Comprehensive engineering of novel glycosyltransferase for efficient, donor-promiscuous, and regioselective glycosylation of flavonoids

Flavonoid O-glycosylation, catalyzed by uridine diphosphate (UDP)–glycosyltransferases, is crucial for their therapeutic efficacy. However, most UDP-glycosyltransferases encounter three major limitations: low activity, poor regioselectivity, and restricted substrate availability, hindering their pharmaceutical applications. To address these challenges, we conducted protein engineering on a previously unidentified glycosyltransferase, UGT75AJ2, which had 3′,7-O-glycosylation capabilities.

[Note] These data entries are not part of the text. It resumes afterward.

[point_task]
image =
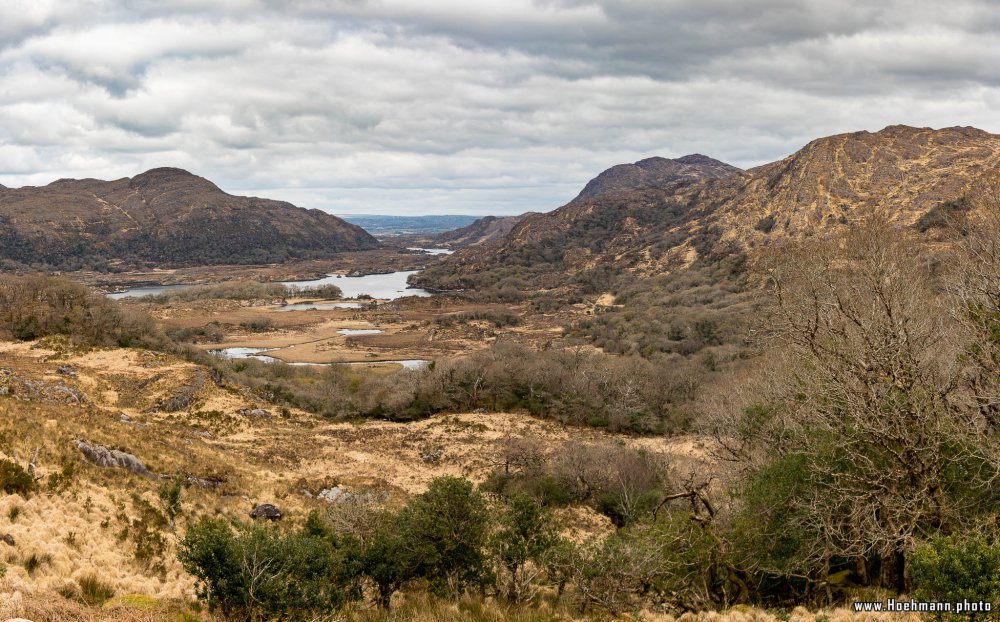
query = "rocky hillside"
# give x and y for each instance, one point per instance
(655, 172)
(165, 216)
(909, 174)
(485, 230)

Our approach involved three strategies: (i) development of a tailored focused rational iterative site-specific mutagenesis strategy, augmented by virtual screening and iterative mutagenesis, to design mutant Mut4-1 (S367A/V274A/F82V/I132T) with a 128-fold enhancement in relative catalytic activity; (ii) enhancement of the enzyme’s compatibility with a broader spectrum of sugar donors achieved through structural-based engineering, yielding mutant S14G/F366H/S367G and demonstrating effective utilization of diverse donors; (iii) construction of a targeted mutant library to enhance regioselectivity by active site analysis, leading to mutants with high selectivity for targeted glycosylation sites. This comprehensive study tackles predominant challenges in UDP-glycosyltransferases protein engineering, providing innovative approaches and insights that enhance the development of flavonoid glycosides.